Speaking at a press conference in Beijing at the end of his four-day China visit, Zoellick said he had discussed potential cooperation for development projects in Africa during his meeting with Li Ruogu, president of Export-Import Bank of China.
China's investment in Africa would help the latter to improve infrastructure, Zoellick, a former U.S. deputy secretary of state and trade representative, said.
The World Bank was also willing to work with China to seek better experience and cooperation models to help African economic growth and to make aid sustainable, he said.
Zoellick said the World Bank wanted to cooperate with China in fields including the integrated development of the nation's urban and rural areas, health care, pension insurance, education and finance.
He also welcomed China's announcement that it would contribute for the first time to the International Development Association at IDA's 15th replenishment meeting that ended on Friday in Berlin.
IDA, a unit of the World Bank, provides grants and no-interest loans to the world's poorest countries.
China became a contributor to IDA for the first time, eight years after it stopped taking loans from IDA in 1999 after receiving more than 9.9 billion U.S. dollars in credit.

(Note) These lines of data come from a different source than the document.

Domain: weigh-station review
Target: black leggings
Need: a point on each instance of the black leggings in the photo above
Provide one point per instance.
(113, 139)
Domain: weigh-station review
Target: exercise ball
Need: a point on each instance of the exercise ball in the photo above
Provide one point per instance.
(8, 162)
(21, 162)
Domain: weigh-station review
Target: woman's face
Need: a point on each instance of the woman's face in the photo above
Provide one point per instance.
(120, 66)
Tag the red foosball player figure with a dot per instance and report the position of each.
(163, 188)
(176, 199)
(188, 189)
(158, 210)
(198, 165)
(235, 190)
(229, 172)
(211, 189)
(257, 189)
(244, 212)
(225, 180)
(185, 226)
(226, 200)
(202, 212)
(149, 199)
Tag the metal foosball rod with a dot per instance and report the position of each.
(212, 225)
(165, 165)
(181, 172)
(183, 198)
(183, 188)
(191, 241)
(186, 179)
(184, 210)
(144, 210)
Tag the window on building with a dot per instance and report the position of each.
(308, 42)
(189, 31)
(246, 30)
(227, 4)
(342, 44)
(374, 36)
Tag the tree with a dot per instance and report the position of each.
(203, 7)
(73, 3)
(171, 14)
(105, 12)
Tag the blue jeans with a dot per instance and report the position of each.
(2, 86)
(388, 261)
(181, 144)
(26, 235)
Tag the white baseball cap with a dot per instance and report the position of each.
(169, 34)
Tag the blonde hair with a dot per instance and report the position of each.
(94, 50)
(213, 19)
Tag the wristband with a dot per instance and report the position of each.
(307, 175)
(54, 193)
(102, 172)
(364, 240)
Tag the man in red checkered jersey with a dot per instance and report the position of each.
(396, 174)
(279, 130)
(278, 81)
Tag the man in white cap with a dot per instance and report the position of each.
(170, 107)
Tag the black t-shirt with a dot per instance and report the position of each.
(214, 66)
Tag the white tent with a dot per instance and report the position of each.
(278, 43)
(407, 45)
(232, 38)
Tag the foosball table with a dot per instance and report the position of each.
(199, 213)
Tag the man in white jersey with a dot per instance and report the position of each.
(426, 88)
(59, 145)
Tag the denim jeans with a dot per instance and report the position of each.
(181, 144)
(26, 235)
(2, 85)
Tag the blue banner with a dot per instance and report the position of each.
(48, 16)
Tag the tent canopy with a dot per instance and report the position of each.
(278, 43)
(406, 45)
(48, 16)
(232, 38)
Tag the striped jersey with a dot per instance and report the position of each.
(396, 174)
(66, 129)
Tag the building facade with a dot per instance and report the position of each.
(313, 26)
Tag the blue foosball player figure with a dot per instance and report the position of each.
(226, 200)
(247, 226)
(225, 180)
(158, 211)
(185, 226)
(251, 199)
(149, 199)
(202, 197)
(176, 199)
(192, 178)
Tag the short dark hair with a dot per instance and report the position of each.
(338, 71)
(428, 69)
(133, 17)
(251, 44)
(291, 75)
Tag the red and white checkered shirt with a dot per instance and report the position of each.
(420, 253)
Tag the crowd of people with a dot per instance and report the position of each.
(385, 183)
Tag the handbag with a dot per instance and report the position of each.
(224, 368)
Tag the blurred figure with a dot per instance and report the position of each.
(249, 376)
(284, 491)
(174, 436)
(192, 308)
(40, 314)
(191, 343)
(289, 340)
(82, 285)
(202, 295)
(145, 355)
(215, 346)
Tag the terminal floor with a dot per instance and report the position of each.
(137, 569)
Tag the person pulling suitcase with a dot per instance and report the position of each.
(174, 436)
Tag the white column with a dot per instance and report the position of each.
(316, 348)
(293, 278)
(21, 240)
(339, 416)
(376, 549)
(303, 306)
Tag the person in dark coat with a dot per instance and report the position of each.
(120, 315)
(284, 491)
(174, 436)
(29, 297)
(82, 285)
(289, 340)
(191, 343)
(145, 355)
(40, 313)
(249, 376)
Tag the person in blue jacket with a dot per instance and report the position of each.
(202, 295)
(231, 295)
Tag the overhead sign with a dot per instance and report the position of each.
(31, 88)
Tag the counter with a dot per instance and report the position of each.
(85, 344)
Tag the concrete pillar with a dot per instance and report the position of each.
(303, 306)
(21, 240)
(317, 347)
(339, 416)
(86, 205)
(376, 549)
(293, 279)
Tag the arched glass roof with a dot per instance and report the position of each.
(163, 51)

"It is a significant breakthrough to have China become a contributor," he said. "It signals China's intention to help shape the international aid architecture through multinational channels," Zoellick said.
With China a stakeholder in the fight against global climate change, Zoellick extolled the country's ambitious targets for reducing energy consumption, improving fuel efficiency standards in cars, and for the important role it played in global carbon markets.
"Supporting China in its effort to improve energy efficiency and reduce emissions of greenhouse gases is a top priority of the World Bank in China," he said.
This was Zoelick's first visit to China as World Bank president. During the trip, he also visited the bank's projects in the southern province of Guangdong, the southwestern province of Sichuan and neighboring city Chongqing.